Many hospitals have rules about how many people you can have in the room.

This may also vary depending on if you have had epidural anesthesia, a birthing suite, a cesarean section or other rules, so be sure to ask if there are exceptions to this policy. (An example of an exemption might be that a hospital has a three person limit during the actual birth, but a certified doula will not be counted in that number, meaning you get your doula, plus three more people in the room.) There may also be age limits to the visitation during labor and delivery. One I have heard a lot is that you can’t have visitors under 14 unless they are siblings. (Be sure to ask if siblings need to have a special class or clearance before you are in labor.)

Waiting Room Visitation Policy

It might be important to note that some hospitals or birth centers will restrict the number of people that you can have in the waiting room, regardless of whether or not they come to visit you in the labor room.

This is usually for the hospital or facilities’ space requirements.

Postpartum Visitation Policy

There are so many varied policies on visitation after the baby, it is important to ask these questions as well. You might assume that they are the same as the general hospital’s visiting hours but you might be wrong.

Many hospitals are going to policies that have restricted hours for even the postpartum floor. The goal here is not to restrict you from having guests, but to prevent you from becoming overwhelmed. It’s hard to learn to breastfeed or care for your baby if you have a parade of visitors.

Spouse/Partner Visitation

It is important to note that the vast majority of hospitals have no visitation restriction on your spouse or partner. They can usually stay in your room 24 hours a day, even after you’ve had the baby.

Rooming In Rules

While not specifically about visitation, the policy about rooming in is important to mention here. You may be restricted depending on whether you had a vaginal birth or a cesarean. You might be able to have unlimited access to your baby only if you have 24-hour support from your partner or another adult.
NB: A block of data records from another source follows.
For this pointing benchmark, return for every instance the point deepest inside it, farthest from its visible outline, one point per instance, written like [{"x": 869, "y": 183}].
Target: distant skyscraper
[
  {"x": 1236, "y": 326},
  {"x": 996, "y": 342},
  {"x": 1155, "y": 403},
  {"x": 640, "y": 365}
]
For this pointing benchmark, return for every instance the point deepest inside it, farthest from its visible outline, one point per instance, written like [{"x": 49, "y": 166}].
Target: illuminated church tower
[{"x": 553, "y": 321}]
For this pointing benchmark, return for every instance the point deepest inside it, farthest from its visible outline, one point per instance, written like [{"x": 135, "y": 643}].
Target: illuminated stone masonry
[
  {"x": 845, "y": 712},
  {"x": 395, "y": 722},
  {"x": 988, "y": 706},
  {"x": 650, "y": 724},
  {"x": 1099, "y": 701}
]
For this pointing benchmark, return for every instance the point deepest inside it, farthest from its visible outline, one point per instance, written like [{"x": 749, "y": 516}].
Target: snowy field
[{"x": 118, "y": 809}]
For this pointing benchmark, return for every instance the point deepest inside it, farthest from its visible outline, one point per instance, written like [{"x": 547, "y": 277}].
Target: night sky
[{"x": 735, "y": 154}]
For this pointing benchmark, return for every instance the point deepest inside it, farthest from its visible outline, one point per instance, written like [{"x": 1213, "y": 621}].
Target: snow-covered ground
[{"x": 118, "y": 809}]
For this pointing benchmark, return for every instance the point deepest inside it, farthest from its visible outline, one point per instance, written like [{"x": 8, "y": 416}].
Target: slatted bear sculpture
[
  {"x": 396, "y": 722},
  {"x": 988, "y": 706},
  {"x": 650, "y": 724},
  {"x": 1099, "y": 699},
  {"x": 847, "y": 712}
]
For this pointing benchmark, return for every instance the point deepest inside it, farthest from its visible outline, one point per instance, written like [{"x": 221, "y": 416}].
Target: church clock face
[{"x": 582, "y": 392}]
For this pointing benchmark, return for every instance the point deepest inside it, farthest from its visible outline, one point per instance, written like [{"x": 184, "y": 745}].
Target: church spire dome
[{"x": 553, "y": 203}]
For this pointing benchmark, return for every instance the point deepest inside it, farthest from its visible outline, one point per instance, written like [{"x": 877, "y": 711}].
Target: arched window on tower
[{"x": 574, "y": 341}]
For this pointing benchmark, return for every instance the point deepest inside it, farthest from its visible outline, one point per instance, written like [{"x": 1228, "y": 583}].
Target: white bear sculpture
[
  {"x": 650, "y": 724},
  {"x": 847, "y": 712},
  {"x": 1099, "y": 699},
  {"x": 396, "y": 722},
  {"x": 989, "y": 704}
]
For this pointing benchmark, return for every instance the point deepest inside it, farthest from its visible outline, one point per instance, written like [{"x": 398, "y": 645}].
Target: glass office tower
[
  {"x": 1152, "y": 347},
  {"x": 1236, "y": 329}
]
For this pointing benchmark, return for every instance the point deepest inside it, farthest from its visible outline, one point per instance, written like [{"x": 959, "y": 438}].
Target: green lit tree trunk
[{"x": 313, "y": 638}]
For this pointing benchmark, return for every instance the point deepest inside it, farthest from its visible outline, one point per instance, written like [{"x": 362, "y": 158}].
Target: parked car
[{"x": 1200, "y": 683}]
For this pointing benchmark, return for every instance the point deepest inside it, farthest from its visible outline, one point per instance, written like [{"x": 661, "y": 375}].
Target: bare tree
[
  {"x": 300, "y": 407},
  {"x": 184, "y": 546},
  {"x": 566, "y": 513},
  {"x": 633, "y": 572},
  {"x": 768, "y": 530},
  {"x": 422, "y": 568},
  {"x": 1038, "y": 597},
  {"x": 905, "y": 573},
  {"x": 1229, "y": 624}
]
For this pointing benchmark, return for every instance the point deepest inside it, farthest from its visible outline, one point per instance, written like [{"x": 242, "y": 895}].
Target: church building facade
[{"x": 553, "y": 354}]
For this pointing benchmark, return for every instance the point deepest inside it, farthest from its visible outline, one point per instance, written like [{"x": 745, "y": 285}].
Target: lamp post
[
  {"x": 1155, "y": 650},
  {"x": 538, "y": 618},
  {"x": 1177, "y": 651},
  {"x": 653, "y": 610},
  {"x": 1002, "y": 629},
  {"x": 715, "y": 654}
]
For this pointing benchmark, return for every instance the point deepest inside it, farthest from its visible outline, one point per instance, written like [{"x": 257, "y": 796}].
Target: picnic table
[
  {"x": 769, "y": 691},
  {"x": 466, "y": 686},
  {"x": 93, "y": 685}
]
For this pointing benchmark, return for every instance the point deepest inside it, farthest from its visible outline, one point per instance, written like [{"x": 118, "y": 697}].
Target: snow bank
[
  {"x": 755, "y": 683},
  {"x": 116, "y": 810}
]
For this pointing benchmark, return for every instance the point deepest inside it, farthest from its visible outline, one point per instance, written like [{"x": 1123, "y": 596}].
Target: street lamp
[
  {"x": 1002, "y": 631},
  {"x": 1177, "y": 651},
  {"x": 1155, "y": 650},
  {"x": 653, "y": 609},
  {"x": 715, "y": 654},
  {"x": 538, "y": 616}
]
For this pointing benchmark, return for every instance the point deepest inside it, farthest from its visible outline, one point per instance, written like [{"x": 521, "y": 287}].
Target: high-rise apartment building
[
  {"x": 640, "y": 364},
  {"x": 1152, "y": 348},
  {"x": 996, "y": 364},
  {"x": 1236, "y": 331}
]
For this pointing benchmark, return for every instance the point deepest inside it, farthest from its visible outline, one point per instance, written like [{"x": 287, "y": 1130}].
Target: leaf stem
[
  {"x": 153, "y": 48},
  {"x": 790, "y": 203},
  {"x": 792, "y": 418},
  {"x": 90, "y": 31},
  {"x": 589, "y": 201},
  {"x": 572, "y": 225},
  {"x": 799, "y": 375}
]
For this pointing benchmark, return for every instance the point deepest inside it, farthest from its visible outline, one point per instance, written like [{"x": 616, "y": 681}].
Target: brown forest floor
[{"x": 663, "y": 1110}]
This list is not a complete list of questions to ask about having a visitor while recovering from having a baby. There might be rules the about recent or current illness.

You should also try to set your own boundaries if you feel overwhelmed with visitors. It is perfectly acceptable to have the nurse hang a sign on your door that says you aren’t having visiting hours at the moment.

If you are thinking about visiting someone immediately after they have had a baby consider some of the following:

  • Do not visit if you are sick. This includes fever, coughing, sneezing, etc. Call and send your love via the phone or email, promising to catch up as soon as you are well.
  • Call before you visit, even if you previously set the time up the day before. This gives the family a chance to say that life isn’t exactly where they thought it would be and need to reschedule or even gives them a chance to say you could bring something on your way.
  • Do not stay long. Smile at the baby. Ask about their health. Offer to help. Get out the door. 15 minutes is a good length for a visit in the hospital or birth center and only a few more minutes if it’s a visit at their home.